A woman’s earning potential increases with increased education.  Higher wages increases the opportunity cost of having children.  Obviously, taking a year off to raise children when you are a brain surgeon earning $250,000 requires a greater monetary sacrifice than if you were earning $20,000.  Thus, theoretically at least, higher educational attainment should be correlated with lower number of children.  There is an econometric issue that must be dealt with to ensure the robustness of these estimates.  There can be reverse causality, more children might be causing lower levels of education and thus lower wages.  Our hypothesis is that higher education causes higher wages and thus lower childbirth per woman.  In order to deal with this potential bias in the econometrics, IV variables will be used.  Using the parent’s education of the mothers in the survey’s we can eliminate the effects of this reverse causuality by Instrumental Variable Regression.  The goal of this post is to quantify the decrease in childbirth per woman given an extra year of education.  My estimates find that:   If 100 women earn an extra year of education, as a group, they would be expected to have 12 fewer children over the span of their lifetime.

Using 1,129 observations over the course of 12 years from a data set contained in Introductory Econometrics:  A Modern Approach (Fertil1), this post calculates the impact of education on the number of children a woman bears while controlling for age, race, and differences across time.  In addition to these control variables geographical, rural vs urban, and other city characteristics are also controlled for.

The model will be estimated using ordinary least squares with time dummy variables.  Then the potential issue of education endogeneity will be explored and controlled for by using parent’s education as an instrumental variable.

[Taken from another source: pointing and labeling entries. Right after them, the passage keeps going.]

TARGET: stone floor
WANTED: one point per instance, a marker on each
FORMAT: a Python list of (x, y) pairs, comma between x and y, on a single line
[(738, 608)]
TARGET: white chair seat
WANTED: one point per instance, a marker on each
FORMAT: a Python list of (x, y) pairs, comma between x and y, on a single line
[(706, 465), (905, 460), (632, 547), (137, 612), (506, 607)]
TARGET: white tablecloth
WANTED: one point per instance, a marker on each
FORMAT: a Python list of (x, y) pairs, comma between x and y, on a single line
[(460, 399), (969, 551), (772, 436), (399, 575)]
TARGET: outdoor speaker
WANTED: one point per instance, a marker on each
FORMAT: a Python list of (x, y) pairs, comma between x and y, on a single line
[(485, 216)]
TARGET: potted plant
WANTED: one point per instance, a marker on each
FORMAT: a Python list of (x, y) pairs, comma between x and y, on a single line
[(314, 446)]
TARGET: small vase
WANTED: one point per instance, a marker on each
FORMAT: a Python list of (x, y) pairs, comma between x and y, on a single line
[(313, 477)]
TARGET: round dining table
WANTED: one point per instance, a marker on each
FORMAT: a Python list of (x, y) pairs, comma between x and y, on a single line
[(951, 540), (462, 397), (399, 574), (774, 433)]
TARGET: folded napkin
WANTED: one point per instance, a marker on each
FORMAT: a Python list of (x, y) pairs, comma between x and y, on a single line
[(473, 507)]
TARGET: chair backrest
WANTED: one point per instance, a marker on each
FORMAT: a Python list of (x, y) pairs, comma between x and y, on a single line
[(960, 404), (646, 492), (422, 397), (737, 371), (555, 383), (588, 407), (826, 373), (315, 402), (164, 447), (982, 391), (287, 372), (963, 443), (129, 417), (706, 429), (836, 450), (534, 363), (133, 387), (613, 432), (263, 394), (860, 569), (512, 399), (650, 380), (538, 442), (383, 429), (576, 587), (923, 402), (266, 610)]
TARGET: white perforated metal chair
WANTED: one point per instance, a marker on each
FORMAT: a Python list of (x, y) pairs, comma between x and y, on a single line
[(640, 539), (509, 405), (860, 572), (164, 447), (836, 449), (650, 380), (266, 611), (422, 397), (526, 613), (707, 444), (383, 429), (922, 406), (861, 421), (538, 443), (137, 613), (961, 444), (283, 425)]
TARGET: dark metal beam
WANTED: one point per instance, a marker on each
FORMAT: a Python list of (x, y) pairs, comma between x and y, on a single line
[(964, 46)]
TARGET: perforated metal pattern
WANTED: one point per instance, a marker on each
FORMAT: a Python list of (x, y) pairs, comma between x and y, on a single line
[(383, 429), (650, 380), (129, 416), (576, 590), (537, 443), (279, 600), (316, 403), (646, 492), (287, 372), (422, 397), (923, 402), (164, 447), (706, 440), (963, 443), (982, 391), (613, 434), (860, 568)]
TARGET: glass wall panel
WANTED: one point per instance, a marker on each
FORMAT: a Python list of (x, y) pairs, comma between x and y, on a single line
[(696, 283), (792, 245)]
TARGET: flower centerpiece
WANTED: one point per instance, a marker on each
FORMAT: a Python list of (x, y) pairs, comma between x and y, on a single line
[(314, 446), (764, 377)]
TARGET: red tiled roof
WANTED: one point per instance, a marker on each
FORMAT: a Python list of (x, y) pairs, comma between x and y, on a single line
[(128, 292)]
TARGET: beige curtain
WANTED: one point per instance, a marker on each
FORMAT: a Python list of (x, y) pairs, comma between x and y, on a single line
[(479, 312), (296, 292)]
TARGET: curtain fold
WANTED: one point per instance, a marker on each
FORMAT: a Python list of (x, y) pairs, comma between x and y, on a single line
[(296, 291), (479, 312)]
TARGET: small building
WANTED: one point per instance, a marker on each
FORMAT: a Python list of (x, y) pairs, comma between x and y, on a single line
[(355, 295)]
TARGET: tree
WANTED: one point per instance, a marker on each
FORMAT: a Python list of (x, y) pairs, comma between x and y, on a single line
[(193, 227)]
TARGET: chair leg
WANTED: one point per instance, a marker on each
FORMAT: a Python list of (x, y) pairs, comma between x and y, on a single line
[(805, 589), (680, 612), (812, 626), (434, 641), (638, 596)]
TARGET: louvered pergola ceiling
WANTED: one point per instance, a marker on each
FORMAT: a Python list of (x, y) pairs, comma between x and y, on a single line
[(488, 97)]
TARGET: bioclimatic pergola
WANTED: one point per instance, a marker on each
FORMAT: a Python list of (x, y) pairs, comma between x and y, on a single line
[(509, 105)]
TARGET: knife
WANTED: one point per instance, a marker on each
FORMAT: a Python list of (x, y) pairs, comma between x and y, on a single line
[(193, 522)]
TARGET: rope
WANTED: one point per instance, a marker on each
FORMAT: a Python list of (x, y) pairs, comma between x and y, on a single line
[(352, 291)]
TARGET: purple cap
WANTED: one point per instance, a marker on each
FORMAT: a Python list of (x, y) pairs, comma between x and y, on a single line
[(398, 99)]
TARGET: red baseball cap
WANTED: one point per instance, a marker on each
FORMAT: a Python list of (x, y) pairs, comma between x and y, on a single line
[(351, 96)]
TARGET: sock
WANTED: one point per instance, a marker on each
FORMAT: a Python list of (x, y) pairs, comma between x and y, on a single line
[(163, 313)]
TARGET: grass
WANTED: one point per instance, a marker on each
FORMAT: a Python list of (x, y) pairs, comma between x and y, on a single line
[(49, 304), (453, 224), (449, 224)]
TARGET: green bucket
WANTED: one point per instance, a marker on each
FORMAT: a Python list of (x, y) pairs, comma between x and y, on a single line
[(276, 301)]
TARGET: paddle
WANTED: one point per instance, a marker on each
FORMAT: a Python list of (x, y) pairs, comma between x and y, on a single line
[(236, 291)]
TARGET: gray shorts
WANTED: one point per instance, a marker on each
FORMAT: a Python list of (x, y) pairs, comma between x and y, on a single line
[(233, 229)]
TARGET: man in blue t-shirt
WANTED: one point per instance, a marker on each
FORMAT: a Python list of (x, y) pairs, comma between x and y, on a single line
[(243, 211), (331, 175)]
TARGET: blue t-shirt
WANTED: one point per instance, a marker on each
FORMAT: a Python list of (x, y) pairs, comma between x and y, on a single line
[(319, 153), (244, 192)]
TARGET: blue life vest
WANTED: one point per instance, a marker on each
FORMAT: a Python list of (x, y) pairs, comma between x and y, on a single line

The OLS regression result for the correlation between education and the number of children a woman has is negative, as expected, and statistically significant.  The interpretation of the coefficient is as follows;  If 100 women earn an extra year of education, as a group, they would be expected to have 12 fewer children over the span of their lifetime.  This is a large impact, but the reverse causality problem linger, so the next regression will use IV of parent’s education to potentially control for this problem.

In order to estimate an IV variable regression using parent’s education of a woman of child bearing age we need to establish instrument endogeneity and relevance. We can argue that the education of a woman’s parents has nothing to do with the number of children she bears.  Using this logic the parental education variables are endogenous in the equation estimating their daughters child bearing factors.  To establish relevance, the potentially endogenous variable, will have to be regressed will all other endogenous variables in the equation.

The regression table above shows that individually, mother’s education and father’s education are positively related to a woman’s education.  These two factors and statistically significant individually.  Next, would be to test the joint statistical significance of parent’s education variables to fully establish instrument relevance.

The F-Stat above shows that we can reject the hypothesis that parent’s education isn’t correlated with a child’s education at any reasonable significance level. The next step is to run the instrumental regression to see how the estimates change relative to the first OLS regression.

Using instrumental variables to control for reverse causality increased the coefficient of education by about 25% in absolute value.  The interpretation would now be stated this way, if 100 women earned 1 more year of education then, as a group, they would be expected to have 15 fewer children.  This is 3 fewer than the 12 estimated by OLS regression above.  The question is, which one of these models is better?  This can be answered by using a Hausman Test.  First, we run the reduced form and take it’s residuals, then we place these residuals in the structural equation.

First, the reduced form (Potentially endogenous on all exogenous variables)

Second, take the residuals of the regression above…

Finally, use these residuals as regressors in the structural equation (original OLS equation)…

Under the null hypothesis 2SLS is the better estimate.  We cannot reject the null-hypothesis that there is no endogeneity, thus we are fairly confident that there is reverse causality in the education variable with respect to child bearing.  The 2SLS estimate was a better model for this regression model.  Thus an extra year of education for 100 women would reduce the number of children they would have by about 12.